・高齢期に働くという意味を考えてみました。
・現役時代に働く目的は、自分や家族の生活の糧を得る、自分のやりたいことや希望を実現(自己実現)する、子供の教育費を得ることなどでしょう。
・高齢期になると、子供の教育費を得るという目的はなくなり、自己実現の目的も薄くなります。また生活の糧の目的は、高齢になったときの収入や貯蓄によって一人ひとり重要性が違うでしょう。一方で高齢期では新たに「生活の張り」という目的が加わります。
・働く目的は一人ひとり異なりますが、有償の仕事と無償の仕事に分けて考えるとよいと思います。
・有償の仕事の場合、お金をもらうことになりますから義務ができます。新たに仕事を見つけ続けることの難易の順と考えられる起業、再就職、シルバーセンターへの加入、再雇用についてみます。
○起業:今までの経験を活かして個人経営をしたり、社会貢献、たとえば高齢者のための配車サービスのためのNPOなどを立ち上げたりすることが考えられます。起業や運営のための資金、必要な知識や資格の獲得といった事前準備が必要であり、また経営に失敗するかもしれないというリスクもあります。
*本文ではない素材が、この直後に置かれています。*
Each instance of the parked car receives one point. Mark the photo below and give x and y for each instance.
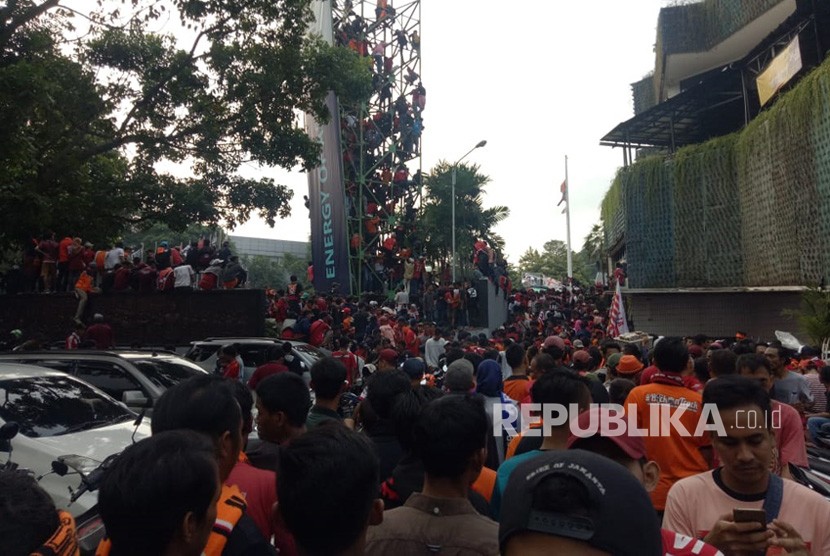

○再就職:高齢になると希望する職種、特に事務職などは見つけることが難しくなります。自身の希望と現実の折り合いをつけることが必要であることは念頭に置いておいたほうがよいでしょう。希望にこだわり過ぎるといたずらに時間が過ぎ再就職をあきらめざるを得なくなるおそれもあります。
○シルバー人材センターの会員になる:同センターは「会員の生きがいの充実や生活の安定、また、地域社会の発展や現役世代の下支えなどを推進すること」を目的とする都道府県知事の指定を受けた法人です。希望者(原則60歳以上)は同センターの会員となってセンターから請負、委任、または派遣の形で提供される業務を行うことになります。この他職業紹介もしています。センターの従業員ではないので、業務の対価は派遣の場合を除き分配金という形で受け取ることになります。業務は、月10日程度以内の業務(臨時的・短期的業務)か目安として週20時間を超えない業務(軽易な業務)となっています(出典:シルバー人材センターの適正就業ガイドライン 2016)。収入は保証されていませんが月8~10日働いて3~5万円程度、会員数は約70万人(ここ10年は減少傾向)となっています(出典:全国シルバー人材センター事業協会)。
○再雇用:会社員の場合、再雇用の形で同じ会社に勤めることができることもあります。問題は給与などの待遇が変わることもさることながら、特に管理職などから外れ以前の部下の指揮下に入る場合などは複雑な感情になることも覚悟しておく必要があります。